I never knew the reason one of my neighbor decided to sell his house. She has been there for many years. A couple of years later I met her, she finally revealed the reason why she sold her house is because her son was demanding half of the house. It was a painful conflict to her, she thought that his son, wife and grandson can stay in the same house so she can help them. It turned out that there are so many differences between how she and the daughter’s in law way of treating the newborn baby (It reminds me of a drama movie…)

Having prolong conflict and no resolution. The son decided to push through with a solution that hurt the mom until today, which is to ask to sell the house and split the money so he can stay away from the mom and dad. What a tragic story. The son hasn’t been performing well in the office ever since.

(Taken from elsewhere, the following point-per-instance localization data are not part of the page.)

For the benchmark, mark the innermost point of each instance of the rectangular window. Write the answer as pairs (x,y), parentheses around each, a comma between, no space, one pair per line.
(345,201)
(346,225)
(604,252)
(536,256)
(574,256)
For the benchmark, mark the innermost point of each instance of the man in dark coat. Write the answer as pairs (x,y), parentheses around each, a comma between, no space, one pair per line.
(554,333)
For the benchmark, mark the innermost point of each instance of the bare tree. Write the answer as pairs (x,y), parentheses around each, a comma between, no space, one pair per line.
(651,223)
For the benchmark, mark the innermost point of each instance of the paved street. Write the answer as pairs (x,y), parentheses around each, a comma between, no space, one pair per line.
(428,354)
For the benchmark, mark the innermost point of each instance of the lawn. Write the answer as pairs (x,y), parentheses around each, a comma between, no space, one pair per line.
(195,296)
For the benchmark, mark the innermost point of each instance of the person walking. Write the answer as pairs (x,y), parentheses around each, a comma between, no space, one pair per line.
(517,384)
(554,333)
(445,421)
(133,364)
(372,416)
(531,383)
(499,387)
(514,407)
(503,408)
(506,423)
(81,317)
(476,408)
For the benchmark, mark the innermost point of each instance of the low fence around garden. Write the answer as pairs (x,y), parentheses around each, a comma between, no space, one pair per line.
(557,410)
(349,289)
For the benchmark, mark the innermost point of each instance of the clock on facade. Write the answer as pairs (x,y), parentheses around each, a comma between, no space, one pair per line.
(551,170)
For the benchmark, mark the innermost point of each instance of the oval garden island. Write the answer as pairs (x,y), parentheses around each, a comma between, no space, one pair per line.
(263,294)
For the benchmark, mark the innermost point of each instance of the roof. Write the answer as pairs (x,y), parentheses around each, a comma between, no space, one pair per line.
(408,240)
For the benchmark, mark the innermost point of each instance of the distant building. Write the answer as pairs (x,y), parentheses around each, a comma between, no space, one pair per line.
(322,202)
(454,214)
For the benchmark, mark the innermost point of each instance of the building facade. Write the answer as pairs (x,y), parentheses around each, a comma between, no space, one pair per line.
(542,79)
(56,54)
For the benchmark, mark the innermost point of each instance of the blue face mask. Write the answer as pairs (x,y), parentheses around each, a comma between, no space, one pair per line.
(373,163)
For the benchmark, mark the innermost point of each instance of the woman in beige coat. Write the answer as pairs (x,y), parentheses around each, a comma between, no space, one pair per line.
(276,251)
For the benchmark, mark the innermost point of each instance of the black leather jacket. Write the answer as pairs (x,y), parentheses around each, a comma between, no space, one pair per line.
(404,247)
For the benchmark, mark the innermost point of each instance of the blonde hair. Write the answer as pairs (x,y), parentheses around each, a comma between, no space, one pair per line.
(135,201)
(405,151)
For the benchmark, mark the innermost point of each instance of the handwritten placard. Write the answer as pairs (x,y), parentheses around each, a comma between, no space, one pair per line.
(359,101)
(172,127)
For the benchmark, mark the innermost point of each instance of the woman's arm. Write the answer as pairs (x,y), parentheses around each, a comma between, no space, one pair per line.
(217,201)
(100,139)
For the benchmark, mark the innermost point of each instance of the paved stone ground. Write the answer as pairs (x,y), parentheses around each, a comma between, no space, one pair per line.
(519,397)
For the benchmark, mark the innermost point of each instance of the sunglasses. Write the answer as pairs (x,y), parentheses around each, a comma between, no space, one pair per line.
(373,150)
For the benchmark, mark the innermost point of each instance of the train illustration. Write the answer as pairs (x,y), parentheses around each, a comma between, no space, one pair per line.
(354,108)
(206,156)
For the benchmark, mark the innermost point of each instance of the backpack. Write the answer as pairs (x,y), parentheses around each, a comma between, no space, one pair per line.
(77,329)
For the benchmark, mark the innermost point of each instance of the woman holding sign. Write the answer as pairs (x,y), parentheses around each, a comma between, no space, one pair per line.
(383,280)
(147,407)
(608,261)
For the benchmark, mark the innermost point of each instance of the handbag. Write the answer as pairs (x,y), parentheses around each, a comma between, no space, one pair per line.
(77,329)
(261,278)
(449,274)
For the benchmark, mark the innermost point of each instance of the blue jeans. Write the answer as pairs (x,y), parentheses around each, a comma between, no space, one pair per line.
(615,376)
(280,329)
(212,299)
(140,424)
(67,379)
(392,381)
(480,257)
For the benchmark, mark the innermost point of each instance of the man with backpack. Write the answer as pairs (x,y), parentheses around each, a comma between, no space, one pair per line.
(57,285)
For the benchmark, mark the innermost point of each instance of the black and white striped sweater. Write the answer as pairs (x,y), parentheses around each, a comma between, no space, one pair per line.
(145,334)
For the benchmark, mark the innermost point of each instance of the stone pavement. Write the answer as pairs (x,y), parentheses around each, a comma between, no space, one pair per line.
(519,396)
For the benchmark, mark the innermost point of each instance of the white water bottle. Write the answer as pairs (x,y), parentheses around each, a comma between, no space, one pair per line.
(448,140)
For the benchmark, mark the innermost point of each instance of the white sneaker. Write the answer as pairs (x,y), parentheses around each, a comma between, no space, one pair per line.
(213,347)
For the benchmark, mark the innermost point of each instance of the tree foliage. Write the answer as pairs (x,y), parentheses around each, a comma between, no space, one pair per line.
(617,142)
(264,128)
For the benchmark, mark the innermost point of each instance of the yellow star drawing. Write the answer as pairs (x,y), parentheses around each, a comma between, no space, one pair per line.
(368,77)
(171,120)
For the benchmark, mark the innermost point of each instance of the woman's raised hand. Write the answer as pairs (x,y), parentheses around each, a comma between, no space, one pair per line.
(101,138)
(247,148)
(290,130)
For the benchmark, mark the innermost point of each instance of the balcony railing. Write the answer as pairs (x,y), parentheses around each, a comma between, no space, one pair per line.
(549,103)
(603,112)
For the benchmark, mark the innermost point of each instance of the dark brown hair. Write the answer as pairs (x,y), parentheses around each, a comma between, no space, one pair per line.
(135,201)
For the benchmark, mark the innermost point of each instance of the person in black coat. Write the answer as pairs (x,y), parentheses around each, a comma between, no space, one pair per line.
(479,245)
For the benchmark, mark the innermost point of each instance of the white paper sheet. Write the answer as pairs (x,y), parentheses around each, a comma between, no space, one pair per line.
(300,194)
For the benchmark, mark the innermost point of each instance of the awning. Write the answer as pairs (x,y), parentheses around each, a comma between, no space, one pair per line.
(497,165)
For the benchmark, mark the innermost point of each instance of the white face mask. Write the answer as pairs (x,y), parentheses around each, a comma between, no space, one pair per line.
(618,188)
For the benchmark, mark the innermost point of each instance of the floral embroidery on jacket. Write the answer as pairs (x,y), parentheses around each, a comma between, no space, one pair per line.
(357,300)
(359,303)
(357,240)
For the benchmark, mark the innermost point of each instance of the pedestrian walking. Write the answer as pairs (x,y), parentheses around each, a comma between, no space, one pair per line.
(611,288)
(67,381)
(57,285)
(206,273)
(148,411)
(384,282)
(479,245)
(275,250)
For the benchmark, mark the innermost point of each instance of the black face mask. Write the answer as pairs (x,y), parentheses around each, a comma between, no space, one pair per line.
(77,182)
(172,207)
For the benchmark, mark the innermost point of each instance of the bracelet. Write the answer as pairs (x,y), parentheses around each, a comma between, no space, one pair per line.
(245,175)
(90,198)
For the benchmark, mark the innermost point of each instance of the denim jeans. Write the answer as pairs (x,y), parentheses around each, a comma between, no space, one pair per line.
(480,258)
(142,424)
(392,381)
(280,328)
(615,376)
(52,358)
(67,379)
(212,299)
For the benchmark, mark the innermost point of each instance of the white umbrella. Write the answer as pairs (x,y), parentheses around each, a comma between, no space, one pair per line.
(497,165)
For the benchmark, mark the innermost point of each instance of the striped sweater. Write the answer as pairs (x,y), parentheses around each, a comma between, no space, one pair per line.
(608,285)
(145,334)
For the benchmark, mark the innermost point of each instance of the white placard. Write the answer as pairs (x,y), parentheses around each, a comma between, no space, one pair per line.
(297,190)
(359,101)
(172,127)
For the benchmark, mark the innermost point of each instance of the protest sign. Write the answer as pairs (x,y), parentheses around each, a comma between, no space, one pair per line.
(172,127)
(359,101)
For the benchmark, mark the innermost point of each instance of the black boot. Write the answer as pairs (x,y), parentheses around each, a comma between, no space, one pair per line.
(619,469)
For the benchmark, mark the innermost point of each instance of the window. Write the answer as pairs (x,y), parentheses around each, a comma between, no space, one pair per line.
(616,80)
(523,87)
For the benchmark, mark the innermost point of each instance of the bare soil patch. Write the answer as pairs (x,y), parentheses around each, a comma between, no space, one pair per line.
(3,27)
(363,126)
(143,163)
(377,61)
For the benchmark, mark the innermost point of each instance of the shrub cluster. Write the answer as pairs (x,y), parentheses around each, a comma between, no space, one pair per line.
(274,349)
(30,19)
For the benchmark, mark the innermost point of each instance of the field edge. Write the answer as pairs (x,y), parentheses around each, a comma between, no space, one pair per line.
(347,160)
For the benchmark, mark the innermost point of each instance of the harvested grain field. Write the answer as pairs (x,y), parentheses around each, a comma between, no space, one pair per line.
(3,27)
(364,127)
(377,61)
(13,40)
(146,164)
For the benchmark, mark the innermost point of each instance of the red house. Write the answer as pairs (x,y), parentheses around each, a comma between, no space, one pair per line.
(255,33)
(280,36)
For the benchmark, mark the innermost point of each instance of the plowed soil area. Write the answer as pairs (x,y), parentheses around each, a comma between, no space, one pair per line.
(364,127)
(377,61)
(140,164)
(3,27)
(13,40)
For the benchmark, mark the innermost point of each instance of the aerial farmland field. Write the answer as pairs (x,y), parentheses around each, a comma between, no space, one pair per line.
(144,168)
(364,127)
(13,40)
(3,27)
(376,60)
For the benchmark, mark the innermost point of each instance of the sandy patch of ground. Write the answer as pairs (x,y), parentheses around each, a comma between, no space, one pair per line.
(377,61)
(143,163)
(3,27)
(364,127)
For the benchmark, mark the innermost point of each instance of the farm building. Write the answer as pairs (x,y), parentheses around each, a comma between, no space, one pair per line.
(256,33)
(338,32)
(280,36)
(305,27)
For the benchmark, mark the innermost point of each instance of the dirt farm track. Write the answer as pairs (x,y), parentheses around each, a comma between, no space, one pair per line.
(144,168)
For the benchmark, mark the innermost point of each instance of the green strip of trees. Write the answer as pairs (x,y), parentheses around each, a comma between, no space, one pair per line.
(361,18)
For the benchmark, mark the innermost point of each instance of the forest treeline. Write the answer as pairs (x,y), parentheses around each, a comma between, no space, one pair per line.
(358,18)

What I see is a classic fights that could happened to anyone because of different motives and behavior. Not to mention the inability to understand how to deal with it productively. (We don’t really get a conflict class at school either…)

Imagine this happens to your company, where one director decided to create a different Business Unit (or worst make a different company to compete with us) because he can’t stand someone’s opinion, behavior, motives, intention in the company..

How do we avoid such gruesome conflict?

One of the best way is to know each other motives and strengths. Understand different people communication style and many more. How do we do approach it then? Best and fastest way would be using a psychometric tool. Find psychometric tools that describe your motivation and strengths and how you would handle conflicts.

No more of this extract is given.